Survey of common CUDA runtime profiles What is your application like?

Hello CUDA developers,

I am a student trying to get a better understanding on how CUDA is used in real world systems-- an attempt at getting out of theory land. My interest is in resource allocation issues. I am hoping that the community here might be able to give me some insights into the workloads folks typically deal with. Here are the questions that I have for you:

  1. How much of your application’s execution time is made up between execution on the host CPU(s) and GPU(s)? Would you say it’s 20/80? 50/50? 80/20?
  2. Does your application run periodically (ex. time-steps) or does it run in more of a one-shot manner?
  3. Assuming we’re all using multicore systems now, any experiences/comments concerning scalability and/or bottlenecks (many CPUs sharing few GPUs)? Have you ever run into a problem where more than one program wanted to use the GPU?
  4. Finally, what is your field/application?

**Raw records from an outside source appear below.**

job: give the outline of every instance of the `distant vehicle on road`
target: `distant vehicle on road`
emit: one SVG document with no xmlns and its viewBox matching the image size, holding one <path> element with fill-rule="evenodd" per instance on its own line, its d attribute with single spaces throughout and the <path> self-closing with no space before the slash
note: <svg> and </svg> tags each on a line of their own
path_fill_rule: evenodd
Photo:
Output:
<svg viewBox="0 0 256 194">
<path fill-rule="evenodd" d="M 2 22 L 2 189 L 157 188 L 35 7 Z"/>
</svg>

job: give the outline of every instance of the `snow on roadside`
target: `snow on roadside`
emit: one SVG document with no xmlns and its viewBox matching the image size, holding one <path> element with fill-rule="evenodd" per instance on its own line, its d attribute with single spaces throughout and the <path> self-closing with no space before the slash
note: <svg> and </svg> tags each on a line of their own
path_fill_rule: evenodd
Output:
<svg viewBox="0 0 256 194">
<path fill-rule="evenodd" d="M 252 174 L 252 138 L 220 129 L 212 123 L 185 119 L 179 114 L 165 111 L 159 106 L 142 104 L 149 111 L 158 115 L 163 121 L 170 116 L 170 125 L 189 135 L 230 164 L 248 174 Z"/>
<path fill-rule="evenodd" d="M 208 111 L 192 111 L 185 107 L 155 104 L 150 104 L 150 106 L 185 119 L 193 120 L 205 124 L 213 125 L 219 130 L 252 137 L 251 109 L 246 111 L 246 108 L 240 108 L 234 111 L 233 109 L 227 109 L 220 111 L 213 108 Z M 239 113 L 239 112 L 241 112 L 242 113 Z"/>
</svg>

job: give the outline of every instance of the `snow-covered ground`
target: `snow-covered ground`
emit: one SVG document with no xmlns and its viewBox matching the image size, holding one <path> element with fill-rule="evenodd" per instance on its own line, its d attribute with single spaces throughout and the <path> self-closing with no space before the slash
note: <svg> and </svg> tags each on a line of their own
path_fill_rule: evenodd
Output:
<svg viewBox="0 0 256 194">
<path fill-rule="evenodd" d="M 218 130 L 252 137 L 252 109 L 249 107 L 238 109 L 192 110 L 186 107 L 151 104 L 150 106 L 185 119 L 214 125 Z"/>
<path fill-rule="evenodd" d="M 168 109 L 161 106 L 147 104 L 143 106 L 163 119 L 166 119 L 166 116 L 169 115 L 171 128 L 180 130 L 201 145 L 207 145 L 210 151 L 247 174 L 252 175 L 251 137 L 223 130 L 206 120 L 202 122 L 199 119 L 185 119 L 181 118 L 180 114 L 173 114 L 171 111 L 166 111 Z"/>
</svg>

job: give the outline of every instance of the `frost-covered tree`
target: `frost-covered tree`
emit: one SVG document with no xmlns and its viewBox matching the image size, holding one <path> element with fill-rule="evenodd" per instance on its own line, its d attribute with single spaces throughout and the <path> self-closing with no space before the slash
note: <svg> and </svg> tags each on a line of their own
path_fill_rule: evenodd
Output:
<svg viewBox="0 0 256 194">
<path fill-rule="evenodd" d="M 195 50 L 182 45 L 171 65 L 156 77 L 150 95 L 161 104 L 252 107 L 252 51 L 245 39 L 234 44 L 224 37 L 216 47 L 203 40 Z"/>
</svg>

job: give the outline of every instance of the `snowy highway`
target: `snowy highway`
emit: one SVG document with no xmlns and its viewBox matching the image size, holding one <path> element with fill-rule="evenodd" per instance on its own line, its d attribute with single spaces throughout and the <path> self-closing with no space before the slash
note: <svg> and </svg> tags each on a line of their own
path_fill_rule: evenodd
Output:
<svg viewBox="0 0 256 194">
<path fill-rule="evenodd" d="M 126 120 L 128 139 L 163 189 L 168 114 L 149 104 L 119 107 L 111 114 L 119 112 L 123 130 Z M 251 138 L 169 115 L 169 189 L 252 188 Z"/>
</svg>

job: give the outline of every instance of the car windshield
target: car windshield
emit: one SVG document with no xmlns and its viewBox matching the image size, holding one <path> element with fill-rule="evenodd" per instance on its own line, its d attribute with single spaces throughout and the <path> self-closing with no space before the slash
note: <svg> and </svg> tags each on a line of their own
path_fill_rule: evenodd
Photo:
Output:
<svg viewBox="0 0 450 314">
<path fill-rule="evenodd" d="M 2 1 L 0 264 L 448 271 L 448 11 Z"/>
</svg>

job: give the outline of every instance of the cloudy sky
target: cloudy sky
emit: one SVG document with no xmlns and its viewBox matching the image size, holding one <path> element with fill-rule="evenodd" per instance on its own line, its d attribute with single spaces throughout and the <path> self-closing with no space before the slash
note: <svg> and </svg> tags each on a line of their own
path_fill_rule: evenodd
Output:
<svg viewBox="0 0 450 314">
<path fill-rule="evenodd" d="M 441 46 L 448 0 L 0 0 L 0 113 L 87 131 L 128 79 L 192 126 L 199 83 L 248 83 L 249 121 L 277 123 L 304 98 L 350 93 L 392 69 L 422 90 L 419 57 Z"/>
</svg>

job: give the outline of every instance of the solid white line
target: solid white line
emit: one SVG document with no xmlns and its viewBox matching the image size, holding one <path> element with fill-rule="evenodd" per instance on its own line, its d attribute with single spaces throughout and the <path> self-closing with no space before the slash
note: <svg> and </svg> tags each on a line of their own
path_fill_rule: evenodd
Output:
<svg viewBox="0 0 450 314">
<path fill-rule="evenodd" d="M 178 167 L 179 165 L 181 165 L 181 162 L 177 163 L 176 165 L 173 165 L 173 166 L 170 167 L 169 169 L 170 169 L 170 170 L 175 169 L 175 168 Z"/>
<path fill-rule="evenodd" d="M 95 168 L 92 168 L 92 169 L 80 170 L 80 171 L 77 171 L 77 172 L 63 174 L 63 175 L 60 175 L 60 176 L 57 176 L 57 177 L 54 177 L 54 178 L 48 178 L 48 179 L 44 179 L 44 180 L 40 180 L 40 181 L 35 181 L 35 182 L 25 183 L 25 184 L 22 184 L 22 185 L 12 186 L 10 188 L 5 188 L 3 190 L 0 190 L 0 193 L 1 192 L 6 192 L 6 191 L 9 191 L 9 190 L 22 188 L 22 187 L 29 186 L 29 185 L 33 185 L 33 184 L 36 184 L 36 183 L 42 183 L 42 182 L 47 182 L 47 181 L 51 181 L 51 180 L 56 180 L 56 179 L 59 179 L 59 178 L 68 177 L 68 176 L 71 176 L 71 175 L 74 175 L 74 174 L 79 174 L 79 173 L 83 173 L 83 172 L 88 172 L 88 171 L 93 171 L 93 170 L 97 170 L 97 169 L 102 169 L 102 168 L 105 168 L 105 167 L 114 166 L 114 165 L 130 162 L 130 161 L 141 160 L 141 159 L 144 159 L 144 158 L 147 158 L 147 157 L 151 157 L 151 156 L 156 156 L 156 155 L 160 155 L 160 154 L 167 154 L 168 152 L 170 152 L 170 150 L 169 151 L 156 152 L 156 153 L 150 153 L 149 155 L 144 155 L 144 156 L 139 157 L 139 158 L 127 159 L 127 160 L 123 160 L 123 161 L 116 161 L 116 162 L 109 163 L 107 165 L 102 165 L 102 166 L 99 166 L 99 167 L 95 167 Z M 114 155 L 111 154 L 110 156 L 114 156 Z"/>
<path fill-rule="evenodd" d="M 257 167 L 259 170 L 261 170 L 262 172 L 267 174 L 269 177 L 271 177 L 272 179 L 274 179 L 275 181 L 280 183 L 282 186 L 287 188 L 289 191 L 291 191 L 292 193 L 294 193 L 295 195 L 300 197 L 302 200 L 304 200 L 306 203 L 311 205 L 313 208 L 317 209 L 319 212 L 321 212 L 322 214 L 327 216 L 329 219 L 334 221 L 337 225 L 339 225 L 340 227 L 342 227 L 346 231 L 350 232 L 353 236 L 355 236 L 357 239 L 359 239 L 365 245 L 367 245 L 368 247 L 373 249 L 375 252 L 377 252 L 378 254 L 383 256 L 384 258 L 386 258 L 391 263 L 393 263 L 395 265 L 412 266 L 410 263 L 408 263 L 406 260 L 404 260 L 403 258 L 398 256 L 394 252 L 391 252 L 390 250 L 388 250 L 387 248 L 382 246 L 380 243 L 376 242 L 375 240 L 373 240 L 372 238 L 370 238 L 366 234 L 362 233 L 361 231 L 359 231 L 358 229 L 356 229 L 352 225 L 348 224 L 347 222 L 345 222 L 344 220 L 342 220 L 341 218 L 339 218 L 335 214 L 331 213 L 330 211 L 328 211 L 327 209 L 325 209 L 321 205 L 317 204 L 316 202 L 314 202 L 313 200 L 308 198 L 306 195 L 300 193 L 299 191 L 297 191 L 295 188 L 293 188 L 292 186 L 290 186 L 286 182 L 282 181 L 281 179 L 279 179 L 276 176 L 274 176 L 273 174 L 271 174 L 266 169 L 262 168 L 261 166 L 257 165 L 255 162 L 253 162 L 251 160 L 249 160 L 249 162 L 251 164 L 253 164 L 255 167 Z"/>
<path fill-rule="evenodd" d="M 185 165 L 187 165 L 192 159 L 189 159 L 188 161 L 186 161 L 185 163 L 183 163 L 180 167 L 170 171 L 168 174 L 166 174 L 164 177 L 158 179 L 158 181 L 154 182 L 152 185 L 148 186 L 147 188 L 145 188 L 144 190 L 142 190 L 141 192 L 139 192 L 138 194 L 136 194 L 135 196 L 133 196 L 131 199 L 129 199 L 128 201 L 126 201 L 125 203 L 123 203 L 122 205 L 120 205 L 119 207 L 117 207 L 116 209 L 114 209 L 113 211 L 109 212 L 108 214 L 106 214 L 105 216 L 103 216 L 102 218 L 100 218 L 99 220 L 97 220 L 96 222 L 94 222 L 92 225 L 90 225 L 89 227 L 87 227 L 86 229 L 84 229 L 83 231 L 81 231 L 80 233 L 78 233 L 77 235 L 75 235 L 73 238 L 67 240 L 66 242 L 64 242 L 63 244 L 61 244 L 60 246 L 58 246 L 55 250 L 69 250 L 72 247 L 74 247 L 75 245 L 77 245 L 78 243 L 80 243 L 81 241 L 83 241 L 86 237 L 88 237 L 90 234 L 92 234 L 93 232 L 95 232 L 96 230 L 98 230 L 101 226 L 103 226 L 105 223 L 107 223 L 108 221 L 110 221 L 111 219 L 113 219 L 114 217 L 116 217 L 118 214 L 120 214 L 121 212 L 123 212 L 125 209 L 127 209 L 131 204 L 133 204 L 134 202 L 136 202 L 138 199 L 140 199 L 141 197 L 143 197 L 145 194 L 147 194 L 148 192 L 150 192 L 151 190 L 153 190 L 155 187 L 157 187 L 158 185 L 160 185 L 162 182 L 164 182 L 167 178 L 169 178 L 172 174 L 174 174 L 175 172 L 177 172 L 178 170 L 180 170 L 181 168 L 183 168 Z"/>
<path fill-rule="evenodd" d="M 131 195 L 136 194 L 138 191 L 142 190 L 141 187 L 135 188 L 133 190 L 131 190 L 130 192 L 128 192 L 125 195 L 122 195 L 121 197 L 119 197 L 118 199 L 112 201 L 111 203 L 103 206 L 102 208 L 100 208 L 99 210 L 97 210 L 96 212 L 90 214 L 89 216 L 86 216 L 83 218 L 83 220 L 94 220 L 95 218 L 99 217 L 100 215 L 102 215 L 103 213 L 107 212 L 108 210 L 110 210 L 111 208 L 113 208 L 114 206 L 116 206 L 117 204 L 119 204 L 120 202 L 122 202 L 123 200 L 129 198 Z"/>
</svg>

Thank you very much-- your help would be greatly appreciated.

A wide range of applications is nicely documented at the CUDA Zone.

Thanks, SPWorley. While this is useful information, I am really interested in workload characteristics between the CPU and GPU. I guess I’ll dive into all of those papers and see what I can find. :)

I’ve profiled many of the CUDA SDK examples, but most of them are short apps meant to exercise the GPU. Few of them could make stand-alone applications.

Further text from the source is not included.